Reading & Composition
Between Womxn
This is a class about womxn. This is a class about between. This is a class about what happens between womxn. This is a class about what happens between languages between womxn. This is a class about the problems with the language used to represent womxn. This is a class about what happens between womxn and the page. This is a class about what happens between womxn and the social stage. This is a class about between: between texts; between affects; between tongues; between bodies; between womxn. And this class will be taught by two of them.

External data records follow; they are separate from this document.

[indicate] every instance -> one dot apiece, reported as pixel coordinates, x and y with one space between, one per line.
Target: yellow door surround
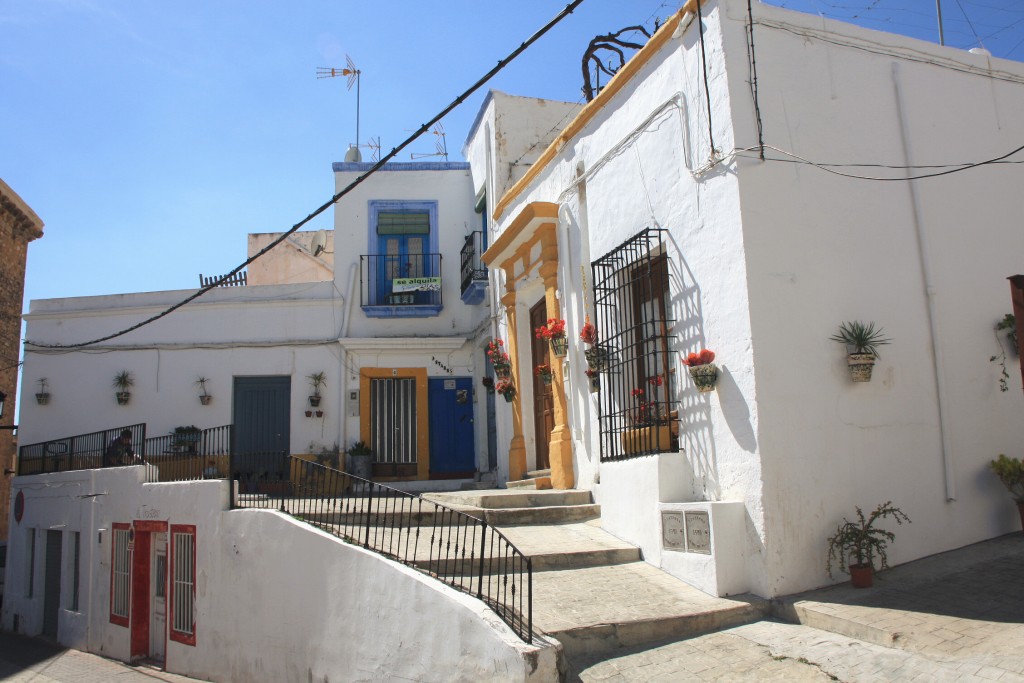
514 253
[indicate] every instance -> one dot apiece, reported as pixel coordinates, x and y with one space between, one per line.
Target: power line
568 9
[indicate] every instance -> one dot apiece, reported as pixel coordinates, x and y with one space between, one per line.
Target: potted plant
186 438
861 340
544 373
506 389
122 382
316 380
1011 473
204 397
554 332
702 370
855 544
499 358
360 460
42 396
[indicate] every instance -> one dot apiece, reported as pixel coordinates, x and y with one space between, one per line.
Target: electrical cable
704 60
829 168
568 9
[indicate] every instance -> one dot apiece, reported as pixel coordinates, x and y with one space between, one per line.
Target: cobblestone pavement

This class will be a collaborative inquiry. What does the “x” in “womxn” open up and/or close off? How does reading and writing about womxn construct, destabilize, and transgress boundaries of classification? How are such boundaries justified or complicated by their exceptions? How do past and present histories of violence and oppression impact our current imaginings? What are the possibilities and limitations of womxn’s writing as a mode of critique? These inquiries will enact spatial and temporal crossings as the language of intersectional, female-identified subjects informs our engagement with our texts and with each other.
As a reading and composition community, we will consider reading and writing as modes of engagement with womxn. We will read, think, and write critically, analytically, and intimately. We will close read and we will research; we will be generous; we will be sensitive; we will (re)discover pleasure in poetry and in prose. We will consider the role of the personal, the political, and the theoretical in the letter, the interview, translation, collaboration, and more. Indeed, we will read and write works that challenge how genre and gender are articulated and queered, separately and together. This class will culminate in a student-planned mini-conference in which we will share our work with each other and the greater campus community.
This course will draw on works by womxn and by feminists—likely including but not limited to: Silvina Ocampo, Audre Lorde, Virginia Woolf, Eve Kosofsky Sedgwick, bell hooks, Judith Butler, Monique Wittig, Chris Kraus, Clarice Lispector, Janet Mock, Adrienne Rich, Gayle Rubin, Hélène Cixous, Alejandra Pizarnik, Maggie Nelson, Marina Tsvetaeva, Trinh T. Minh-ha, Kimberlé Crenshaw, Sor Juana Inés de la Cruz, Susan Sontag, Sara Ahmed, Gloria Anzaldúa, Sappho, and more. We will consider visual art, music, performance, film, and television. Part of this syllabus will be of your choosing; that is, we will collaborate to construct the final unit of this course as a community.